Build Weeks are a part of the rhythm of the yearly calendar at Long-View, opening our schedule up to allow us to dive into special activities and challenges. Build Weeks help us grow intellectually, help us make connections between disciplines, give us a chance to break the “routine” of school life, and give us an opportunity to try new things.

Build Week #5 involved an undercover op led by senior CIA agents but executed by Long-View junior CIA agents. We first found out that our math teacher, Mr. Moore, who is (suspiciously) a very private person, actually had a prior career within the CIA. Because of his prior relationship and due to a particularly pressing problem his ex-colleagues were tackling, a CIA unit based in Austin reached out to Agent Ames (aka Mr. Moore) to engage the Long-View students in an effort to leverage their stellar computer science skills. The Austin-based unit knew that no one would suspect a school and thus they could accomplish more -- working in collaboration with our students -- than they could alone. Time was of the essence as the CIA had tracked a nefarious group named DART that was working to take control of the world's satellites and shut them down. This could prove disastrous to all nations. With this information, we launched into Build Week #5.

Once all of our junior agents at Long-View had been tagged for security clearance, we assembled into 7 units based on regions of the world (from Lynx Unit focused on Asia to Ranger Unit focused on Antarctica) and began listening in on a data source (a bug that was planted recently) with a goal of seeing whether the information coming in from the bug could offer enough clues to create a Most Wanted List to pass along to CIA Headquarters in Langley, VA.

The first data set the Long-View units received was relatively limited. The data set included 40 data points of client IP addresses, each with a requested server's geographic coordinates. Junior agents manually tracked each data point on regional maps (utilizing knowledge of coordinate planes, ordered pairs, and latitude/longitude). Junior agents also learned about the pandas library for Python to prepare for an influx of data.

The data set grew exponentially over the next days, and thus the junior agents quickly realized that they would not be able to rely on manual methods to examine the data. They worked in Jupyter Notebooks and used Python functions from a plotting library to map approximately 40,000 servers. They learned about k-means clustering to locate centers of apparently normal activity. They compared results and engaged in discussions that touched on areas of data science as they explored patterns, clustering, averaging, centroids, and outliers. The junior agents made conjectures about the largest cluster in their regional data set and approximated the centroid. Then, they located outliers, the servers farthest from that centroid, using the Pythagorean theorem, i.e., the distance formula.

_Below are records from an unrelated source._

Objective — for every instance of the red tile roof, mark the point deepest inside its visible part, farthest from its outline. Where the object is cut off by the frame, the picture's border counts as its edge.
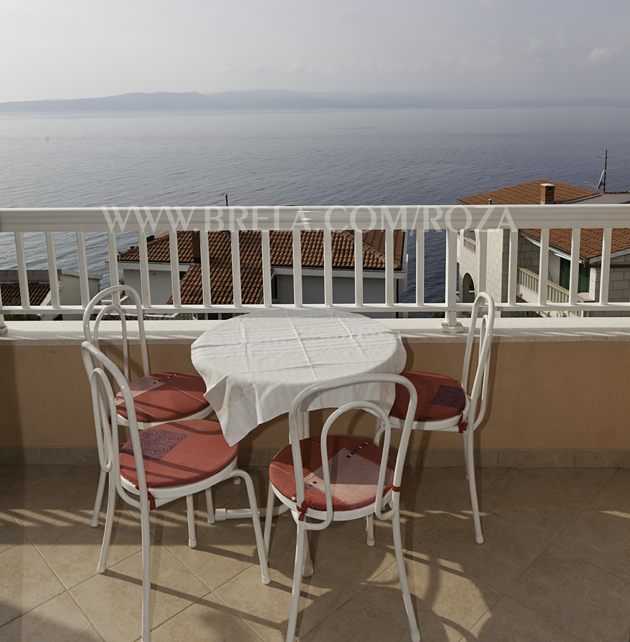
(560, 239)
(11, 293)
(528, 194)
(281, 246)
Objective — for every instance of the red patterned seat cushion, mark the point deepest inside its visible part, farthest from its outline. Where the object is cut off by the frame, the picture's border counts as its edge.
(165, 396)
(354, 466)
(178, 453)
(439, 397)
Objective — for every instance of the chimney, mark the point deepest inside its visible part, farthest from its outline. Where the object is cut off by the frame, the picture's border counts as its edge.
(196, 249)
(547, 193)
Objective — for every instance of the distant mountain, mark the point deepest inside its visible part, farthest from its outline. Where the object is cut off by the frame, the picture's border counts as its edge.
(292, 100)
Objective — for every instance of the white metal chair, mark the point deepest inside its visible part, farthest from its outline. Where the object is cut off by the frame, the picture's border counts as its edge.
(157, 465)
(158, 397)
(340, 478)
(447, 405)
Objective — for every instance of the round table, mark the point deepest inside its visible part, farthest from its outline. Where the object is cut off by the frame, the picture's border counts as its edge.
(254, 365)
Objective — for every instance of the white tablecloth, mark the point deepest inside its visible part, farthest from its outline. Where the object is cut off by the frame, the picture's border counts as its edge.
(254, 365)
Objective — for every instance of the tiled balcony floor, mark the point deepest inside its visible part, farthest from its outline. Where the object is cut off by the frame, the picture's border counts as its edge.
(555, 565)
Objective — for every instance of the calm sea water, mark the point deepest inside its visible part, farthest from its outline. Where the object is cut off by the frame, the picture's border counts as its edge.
(341, 157)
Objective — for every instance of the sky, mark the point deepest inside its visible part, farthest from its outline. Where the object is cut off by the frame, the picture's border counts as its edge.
(508, 48)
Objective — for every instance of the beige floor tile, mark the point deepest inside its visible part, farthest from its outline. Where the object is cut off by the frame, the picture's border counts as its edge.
(508, 621)
(569, 590)
(26, 581)
(58, 620)
(113, 600)
(208, 620)
(615, 491)
(224, 549)
(344, 551)
(508, 550)
(447, 602)
(602, 534)
(266, 608)
(357, 619)
(75, 489)
(574, 484)
(72, 547)
(11, 531)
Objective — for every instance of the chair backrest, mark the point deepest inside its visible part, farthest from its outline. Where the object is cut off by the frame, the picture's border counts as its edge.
(109, 304)
(477, 389)
(102, 371)
(301, 405)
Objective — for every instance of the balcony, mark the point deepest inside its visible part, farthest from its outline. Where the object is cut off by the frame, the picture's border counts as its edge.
(552, 454)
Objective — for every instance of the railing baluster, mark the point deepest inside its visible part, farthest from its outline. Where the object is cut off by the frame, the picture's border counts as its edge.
(25, 299)
(145, 281)
(297, 267)
(53, 277)
(266, 259)
(236, 268)
(328, 287)
(174, 255)
(83, 269)
(574, 269)
(482, 259)
(543, 266)
(113, 263)
(450, 280)
(512, 267)
(205, 268)
(389, 267)
(605, 267)
(420, 266)
(358, 267)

As the data sets grew to 2 million client IP addresses, the junior agents developed a more sophisticated understanding of outlier identification. The most suspicious activity is connected to servers farthest from any centroid. Their new understanding, as well as their coding skills, were put to the test as they worked to figure out:

  • Which servers were suspicious based on its geographic coordinates
  • Which client IP addresses were accessing the suspicious servers

Coding work in Python traversed these areas:

  • using variables, lists, and data frames
  • defining and calling functions
  • calculating distance
  • using the pandas library
  • data science topics, including data manipulation of rows/columns, calculating mean, outlier detection, and k-means clustering

The junior agents compiled lists of their unit's top most suspicious IP addresses and shared them with the other regional units. We then worked as a global team to identify patterns in the client IP addresses. One of the senior agents worked quickly to identify the locations from which the client IPs originated within the patterns we noticed. One was the National History Museum in Bulgaria (perhaps a good place to locate a secret operation), another was the DART Container Company (another great potential place to hide), as well as several others: The Tojikiston Hotel, a remote location in Antarctica, and a company called “DRT Strategies.” The final IP address took us all by surprise...it was our own building! We had a double agent on our hands!

A last bit of analysis, based on the frequency of IP’s across all the lists generated by all units and the number of continents in which the IP’s appeared, led us to collectively ascertain the top most suspicious. Thus, we sent the senior agents off to Tajikistan to do some covert work at The Tojikiston Hotel (location of the IP address 109.74.75.56), as it was the most likely headquarters of DART. Build Week concluded on a high note and we are certain the world is safer now thanks to the thoughtful work of our agents/computer analysts.